Der Bräutigam galt als nicht besonders attraktiv und wird zudem als steif, kühl und verschlossen beschrieben – durchaus kein Bewerber nach Sophie Dorotheas Geschmack. Auch ist nirgendwo die Rede davon, dass er seinerseits besonders beeindruckt von ihr gewesen wäre. Aber das waren in der Heiratspolitik des Adels und Hochadels auch keine gängigen Kriterien. Es nützte nichts, dass sich die selbstbewusste Sechzehnjährige heftig gegen die Wahl des Vaters wehrte, darin unterstützt von ihrer Mutter Eleonore, die sie ebenso wenig goutierte. Schließlich war ihre eigene Heirat mit Herzog Georg Wilhelm – eine absolute Ausnahme an europäischen Höfen – tatsächlich eine Liebesheirat gewesen. Sie wünschte deshalb auch ihrer lebenslustigen Tochter eine hoffnungsvollere Perspektive.
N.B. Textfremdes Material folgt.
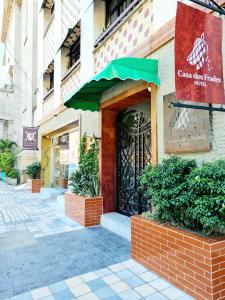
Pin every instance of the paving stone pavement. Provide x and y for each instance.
(45, 255)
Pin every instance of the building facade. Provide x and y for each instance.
(138, 123)
(18, 96)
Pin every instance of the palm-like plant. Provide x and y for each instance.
(7, 145)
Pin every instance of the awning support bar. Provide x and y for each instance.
(209, 108)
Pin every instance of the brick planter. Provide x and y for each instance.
(34, 185)
(193, 263)
(63, 183)
(85, 211)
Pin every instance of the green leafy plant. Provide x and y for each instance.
(34, 170)
(85, 180)
(183, 194)
(14, 173)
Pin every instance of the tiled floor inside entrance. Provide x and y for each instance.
(45, 255)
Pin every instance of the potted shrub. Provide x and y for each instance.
(8, 152)
(182, 238)
(84, 204)
(34, 171)
(13, 177)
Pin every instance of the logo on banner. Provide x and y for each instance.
(30, 138)
(199, 54)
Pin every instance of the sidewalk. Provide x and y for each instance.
(45, 255)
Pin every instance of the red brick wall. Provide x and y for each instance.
(191, 262)
(85, 211)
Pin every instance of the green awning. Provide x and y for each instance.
(88, 96)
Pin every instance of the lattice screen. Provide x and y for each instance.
(49, 46)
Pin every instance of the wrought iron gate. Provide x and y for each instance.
(133, 154)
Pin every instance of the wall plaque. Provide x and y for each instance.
(30, 138)
(185, 130)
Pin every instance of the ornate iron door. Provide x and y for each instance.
(133, 154)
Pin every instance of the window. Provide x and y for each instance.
(114, 9)
(51, 77)
(74, 53)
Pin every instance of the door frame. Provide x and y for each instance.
(107, 164)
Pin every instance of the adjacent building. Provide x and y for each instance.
(18, 93)
(138, 123)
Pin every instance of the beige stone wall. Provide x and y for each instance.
(165, 55)
(131, 32)
(71, 83)
(49, 43)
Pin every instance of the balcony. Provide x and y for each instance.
(129, 32)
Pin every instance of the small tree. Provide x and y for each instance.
(8, 160)
(85, 180)
(165, 184)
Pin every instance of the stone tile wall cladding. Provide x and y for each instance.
(136, 28)
(85, 211)
(36, 185)
(191, 262)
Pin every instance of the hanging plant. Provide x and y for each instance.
(85, 181)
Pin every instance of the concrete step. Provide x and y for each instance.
(60, 203)
(117, 223)
(48, 193)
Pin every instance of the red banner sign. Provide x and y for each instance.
(198, 56)
(30, 138)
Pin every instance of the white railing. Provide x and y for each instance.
(48, 103)
(130, 32)
(70, 81)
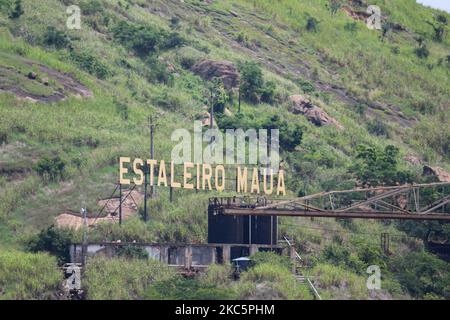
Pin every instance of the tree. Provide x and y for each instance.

Der Widerstand der beiden Frauen erwies sich leider als zwecklos: Der Herzog ließ sich weder von ihren Argumenten noch von ihren Bitten oder ihren Tränen umstimmen, sondern blieb bei seiner Entscheidung, von der zu diesem Zeitpunkt freilich niemand voraussehen konnte, wie verhängnisvoll sie tatsächlich war. Sophie Dorothea blieb nichts anderes übrig, als sich zu fügen. Es spricht für ihren guten Charakter, dass sie trotz allem willens war, die Erwartungen zu erfüllen, die in sie gesetzt wurden. Dazu gehörte in erster Linie, für Nachwuchs zu sorgen.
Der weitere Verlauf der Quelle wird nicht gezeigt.